Yes, certainly you could use Schematron <phase>s to validate
device-dependent constraints.
<Phase>s reconstruct the conditional section features of XML DTDs,
("INCLUDE/IGNORE marked sections") which allow you to customize
a DTD to get variants. XML Schemas and RELAX do not have any equivalent.
The kinds of uses I imagine for phases include
* versions (e.g. parallel variants)
* pipe-line processing (e.g. serial variants)
* variant processing (e.g. device-dependencies and fan-outs)
* partial processing (e.g. documents under construction)
* state-dependent processing (e.g. where the results of one
phase are used by some proprietary system to switch to
a different phase for further validation)

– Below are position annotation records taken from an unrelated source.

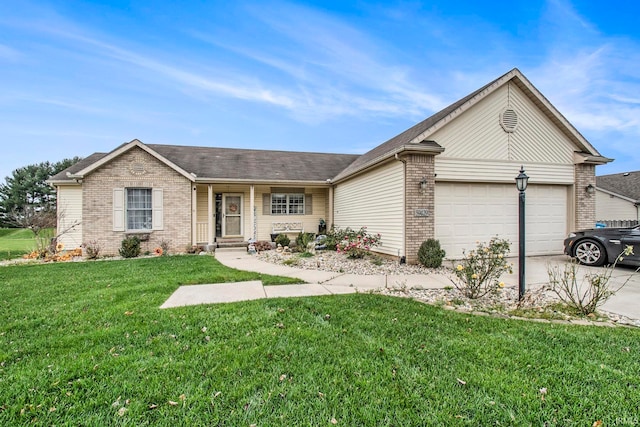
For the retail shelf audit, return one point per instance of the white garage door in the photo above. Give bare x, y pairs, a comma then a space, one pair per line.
466, 213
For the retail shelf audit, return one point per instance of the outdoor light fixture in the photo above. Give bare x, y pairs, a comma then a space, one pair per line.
521, 184
423, 185
522, 180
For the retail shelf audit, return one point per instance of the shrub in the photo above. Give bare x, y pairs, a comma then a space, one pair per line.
333, 237
92, 249
303, 240
263, 245
195, 249
283, 240
592, 291
478, 273
130, 247
431, 254
356, 244
165, 245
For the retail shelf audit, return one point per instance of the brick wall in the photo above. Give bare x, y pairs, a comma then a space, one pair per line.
125, 171
418, 228
585, 203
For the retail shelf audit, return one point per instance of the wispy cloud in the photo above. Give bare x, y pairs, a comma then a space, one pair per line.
9, 54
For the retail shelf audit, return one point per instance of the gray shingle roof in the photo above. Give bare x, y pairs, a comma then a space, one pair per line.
257, 165
87, 161
625, 184
239, 164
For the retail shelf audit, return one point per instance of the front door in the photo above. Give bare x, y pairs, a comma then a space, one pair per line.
231, 215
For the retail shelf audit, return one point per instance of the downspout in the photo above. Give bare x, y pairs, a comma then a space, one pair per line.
401, 256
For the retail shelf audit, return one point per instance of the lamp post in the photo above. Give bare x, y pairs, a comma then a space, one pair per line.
521, 184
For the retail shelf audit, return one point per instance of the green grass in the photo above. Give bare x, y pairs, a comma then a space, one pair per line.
86, 344
14, 242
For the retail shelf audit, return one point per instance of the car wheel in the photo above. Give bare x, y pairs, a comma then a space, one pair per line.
590, 252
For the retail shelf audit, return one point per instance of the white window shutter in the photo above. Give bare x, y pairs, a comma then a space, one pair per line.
118, 209
157, 203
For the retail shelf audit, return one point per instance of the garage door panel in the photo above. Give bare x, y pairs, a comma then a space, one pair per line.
466, 213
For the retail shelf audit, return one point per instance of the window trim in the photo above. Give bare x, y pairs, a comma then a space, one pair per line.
149, 209
287, 204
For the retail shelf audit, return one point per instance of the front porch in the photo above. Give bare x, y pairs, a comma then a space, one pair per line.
234, 213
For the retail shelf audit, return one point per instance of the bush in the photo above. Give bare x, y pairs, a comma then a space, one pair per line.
263, 245
431, 254
195, 249
584, 298
480, 270
92, 249
356, 244
130, 247
283, 240
303, 240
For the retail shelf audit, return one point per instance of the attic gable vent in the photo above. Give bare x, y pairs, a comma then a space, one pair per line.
509, 120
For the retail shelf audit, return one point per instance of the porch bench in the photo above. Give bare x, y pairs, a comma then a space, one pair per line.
285, 228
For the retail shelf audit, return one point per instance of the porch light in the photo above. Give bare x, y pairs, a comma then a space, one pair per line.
521, 184
522, 180
423, 185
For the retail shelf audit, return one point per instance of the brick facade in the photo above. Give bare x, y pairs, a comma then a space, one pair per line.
418, 203
585, 203
136, 168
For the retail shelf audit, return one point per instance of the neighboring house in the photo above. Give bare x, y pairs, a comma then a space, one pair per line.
618, 198
450, 177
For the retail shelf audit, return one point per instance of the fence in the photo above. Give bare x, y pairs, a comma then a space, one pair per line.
618, 222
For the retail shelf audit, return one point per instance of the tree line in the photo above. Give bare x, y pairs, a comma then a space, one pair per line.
26, 200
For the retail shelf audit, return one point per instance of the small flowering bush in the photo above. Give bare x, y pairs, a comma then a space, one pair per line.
478, 273
356, 244
585, 296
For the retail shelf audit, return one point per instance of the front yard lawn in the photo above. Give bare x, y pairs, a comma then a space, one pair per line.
86, 344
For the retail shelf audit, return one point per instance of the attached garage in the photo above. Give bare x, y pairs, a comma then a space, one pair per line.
470, 212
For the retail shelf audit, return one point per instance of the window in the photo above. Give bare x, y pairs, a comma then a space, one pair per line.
287, 204
139, 209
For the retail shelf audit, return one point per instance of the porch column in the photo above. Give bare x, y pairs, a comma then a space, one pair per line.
194, 214
252, 211
330, 217
210, 224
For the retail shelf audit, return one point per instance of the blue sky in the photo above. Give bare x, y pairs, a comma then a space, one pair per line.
78, 77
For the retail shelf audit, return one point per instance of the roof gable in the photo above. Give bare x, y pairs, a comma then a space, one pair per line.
422, 132
125, 148
624, 184
211, 164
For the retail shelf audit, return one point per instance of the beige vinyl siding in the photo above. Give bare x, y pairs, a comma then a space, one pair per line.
476, 134
612, 208
70, 216
374, 200
449, 169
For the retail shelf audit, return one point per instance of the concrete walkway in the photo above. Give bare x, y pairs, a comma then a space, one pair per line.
626, 302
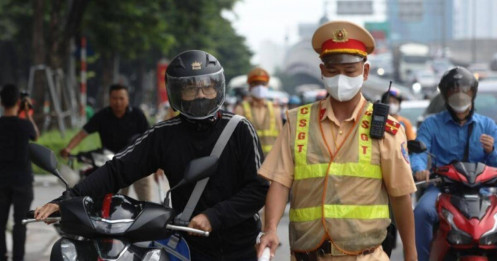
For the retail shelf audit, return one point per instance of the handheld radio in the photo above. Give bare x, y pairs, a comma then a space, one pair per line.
379, 117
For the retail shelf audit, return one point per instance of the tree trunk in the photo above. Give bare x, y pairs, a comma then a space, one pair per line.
39, 58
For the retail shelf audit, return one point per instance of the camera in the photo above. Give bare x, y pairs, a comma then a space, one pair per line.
25, 100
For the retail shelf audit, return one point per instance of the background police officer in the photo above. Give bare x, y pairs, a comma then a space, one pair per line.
341, 179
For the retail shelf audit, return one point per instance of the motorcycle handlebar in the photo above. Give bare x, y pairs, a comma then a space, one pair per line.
56, 217
188, 229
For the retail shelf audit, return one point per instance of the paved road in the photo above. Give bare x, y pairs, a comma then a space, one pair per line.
40, 237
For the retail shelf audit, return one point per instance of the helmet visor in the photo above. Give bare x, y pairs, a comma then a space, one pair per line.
197, 97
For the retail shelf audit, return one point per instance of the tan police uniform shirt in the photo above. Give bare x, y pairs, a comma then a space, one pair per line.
392, 154
397, 176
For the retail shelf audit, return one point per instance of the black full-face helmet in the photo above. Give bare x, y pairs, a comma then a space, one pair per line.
455, 86
195, 84
457, 78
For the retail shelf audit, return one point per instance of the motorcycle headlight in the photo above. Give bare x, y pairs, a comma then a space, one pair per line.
111, 226
110, 249
490, 237
456, 236
68, 250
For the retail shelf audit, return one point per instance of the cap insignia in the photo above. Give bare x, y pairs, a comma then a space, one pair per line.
196, 66
340, 36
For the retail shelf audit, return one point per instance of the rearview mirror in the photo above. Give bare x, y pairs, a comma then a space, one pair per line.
196, 170
416, 146
45, 158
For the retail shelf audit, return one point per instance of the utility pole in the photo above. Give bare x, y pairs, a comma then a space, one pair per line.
473, 40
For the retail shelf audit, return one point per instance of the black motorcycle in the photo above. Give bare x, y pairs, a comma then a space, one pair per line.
118, 227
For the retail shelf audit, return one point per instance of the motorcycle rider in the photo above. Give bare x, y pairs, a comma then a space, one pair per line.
466, 136
16, 176
232, 197
262, 113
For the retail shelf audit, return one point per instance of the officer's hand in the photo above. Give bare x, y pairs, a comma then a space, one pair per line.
487, 142
158, 175
422, 175
269, 239
45, 211
65, 153
201, 222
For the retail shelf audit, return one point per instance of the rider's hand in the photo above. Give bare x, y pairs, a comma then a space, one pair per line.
65, 153
487, 142
422, 175
45, 211
269, 239
201, 222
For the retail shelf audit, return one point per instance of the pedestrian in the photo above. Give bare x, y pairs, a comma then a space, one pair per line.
228, 206
16, 176
117, 125
455, 134
339, 178
394, 99
262, 113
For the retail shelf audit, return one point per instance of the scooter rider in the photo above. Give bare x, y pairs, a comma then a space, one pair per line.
232, 197
464, 132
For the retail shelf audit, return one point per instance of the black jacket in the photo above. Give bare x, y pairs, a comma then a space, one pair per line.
232, 196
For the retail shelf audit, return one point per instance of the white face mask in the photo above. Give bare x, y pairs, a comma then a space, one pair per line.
342, 87
459, 102
394, 108
259, 91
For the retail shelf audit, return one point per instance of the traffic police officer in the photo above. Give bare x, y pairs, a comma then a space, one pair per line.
340, 178
262, 113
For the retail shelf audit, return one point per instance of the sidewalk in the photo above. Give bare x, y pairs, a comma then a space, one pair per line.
39, 236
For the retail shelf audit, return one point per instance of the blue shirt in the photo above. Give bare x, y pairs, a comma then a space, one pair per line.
446, 139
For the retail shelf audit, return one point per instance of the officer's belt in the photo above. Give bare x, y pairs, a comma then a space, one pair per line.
326, 249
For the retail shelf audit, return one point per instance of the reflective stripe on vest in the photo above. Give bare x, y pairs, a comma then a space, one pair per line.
361, 169
271, 132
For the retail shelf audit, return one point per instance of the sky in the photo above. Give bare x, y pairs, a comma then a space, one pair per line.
274, 20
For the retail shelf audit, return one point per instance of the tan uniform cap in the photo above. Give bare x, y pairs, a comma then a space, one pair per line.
257, 74
342, 42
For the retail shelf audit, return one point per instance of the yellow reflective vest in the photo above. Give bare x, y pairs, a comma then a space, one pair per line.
267, 130
328, 196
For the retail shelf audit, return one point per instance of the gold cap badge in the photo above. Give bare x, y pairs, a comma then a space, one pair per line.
196, 66
340, 36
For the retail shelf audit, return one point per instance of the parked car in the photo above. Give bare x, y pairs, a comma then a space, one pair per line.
424, 83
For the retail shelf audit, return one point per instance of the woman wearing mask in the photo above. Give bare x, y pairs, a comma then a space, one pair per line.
262, 113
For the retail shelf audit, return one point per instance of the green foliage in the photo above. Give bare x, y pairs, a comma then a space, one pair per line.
54, 141
129, 28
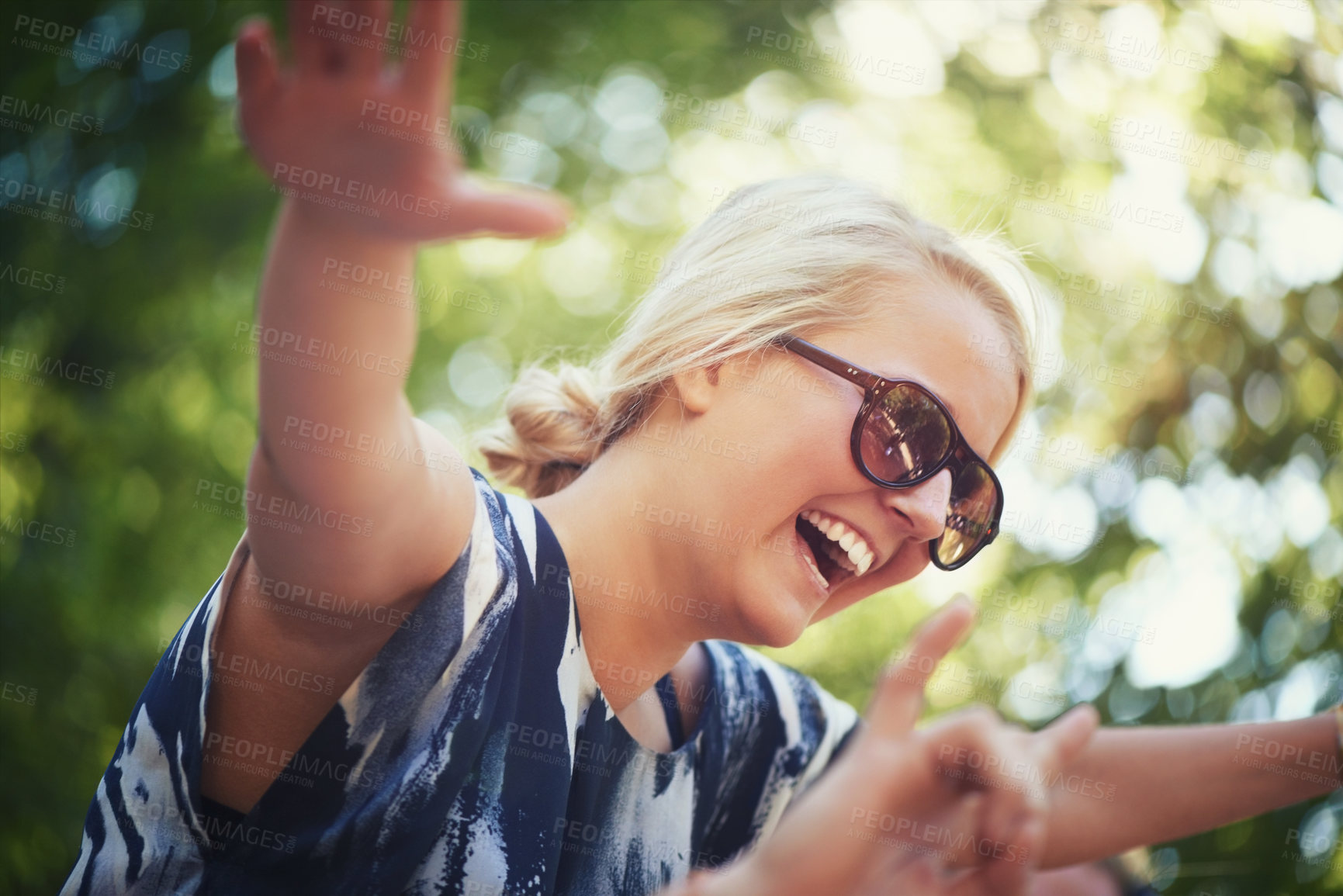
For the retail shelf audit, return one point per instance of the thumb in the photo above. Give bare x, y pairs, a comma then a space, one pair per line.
1071, 732
898, 699
516, 213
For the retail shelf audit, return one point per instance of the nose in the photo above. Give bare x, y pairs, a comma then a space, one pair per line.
924, 505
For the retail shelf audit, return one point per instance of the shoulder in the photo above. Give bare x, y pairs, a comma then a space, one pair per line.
762, 692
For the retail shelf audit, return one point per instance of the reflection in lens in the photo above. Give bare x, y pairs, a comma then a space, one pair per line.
905, 435
970, 515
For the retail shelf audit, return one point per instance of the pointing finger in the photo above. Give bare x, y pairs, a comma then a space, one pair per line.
898, 699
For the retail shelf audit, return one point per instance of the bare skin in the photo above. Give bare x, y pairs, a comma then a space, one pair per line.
395, 531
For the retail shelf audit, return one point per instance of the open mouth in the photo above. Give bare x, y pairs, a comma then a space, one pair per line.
837, 552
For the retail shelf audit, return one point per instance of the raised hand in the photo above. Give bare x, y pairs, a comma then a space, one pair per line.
896, 815
324, 130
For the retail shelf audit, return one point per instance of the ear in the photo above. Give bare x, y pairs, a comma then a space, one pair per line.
697, 387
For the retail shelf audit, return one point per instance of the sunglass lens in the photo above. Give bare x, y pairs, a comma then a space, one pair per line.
970, 516
905, 435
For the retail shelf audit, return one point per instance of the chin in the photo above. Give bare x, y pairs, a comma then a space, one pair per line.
773, 621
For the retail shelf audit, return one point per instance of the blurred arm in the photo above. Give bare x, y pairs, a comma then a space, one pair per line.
1151, 785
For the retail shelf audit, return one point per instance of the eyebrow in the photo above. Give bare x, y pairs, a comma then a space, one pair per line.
951, 407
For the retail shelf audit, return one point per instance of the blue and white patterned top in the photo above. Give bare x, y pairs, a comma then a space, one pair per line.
476, 754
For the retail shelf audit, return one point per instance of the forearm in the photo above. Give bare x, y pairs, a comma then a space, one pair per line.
334, 351
1150, 785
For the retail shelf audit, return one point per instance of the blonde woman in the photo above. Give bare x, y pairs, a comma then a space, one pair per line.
406, 681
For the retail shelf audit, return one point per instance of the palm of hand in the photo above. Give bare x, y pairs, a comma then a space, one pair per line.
324, 130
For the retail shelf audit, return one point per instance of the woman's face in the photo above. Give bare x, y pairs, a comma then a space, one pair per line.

Critics of phases bleat that one can do the same thing with
different schemas, but the point is that with Schematron
<phase>s they become first-class objects capable of being
manipulated rather than proprietory handwaving :-)
In Topologi's freebie Schematron Validator (and in our
forthcoming Collaborative Markup Editor) we just make
a popup menu for the user to select the particular phase
to run when validating. Very straight-forward to use.
All in all, I think phases are a useful mechanism which
are trivial to implement and write, so they fit into
Schematron's `low-hanging fruit' approach well.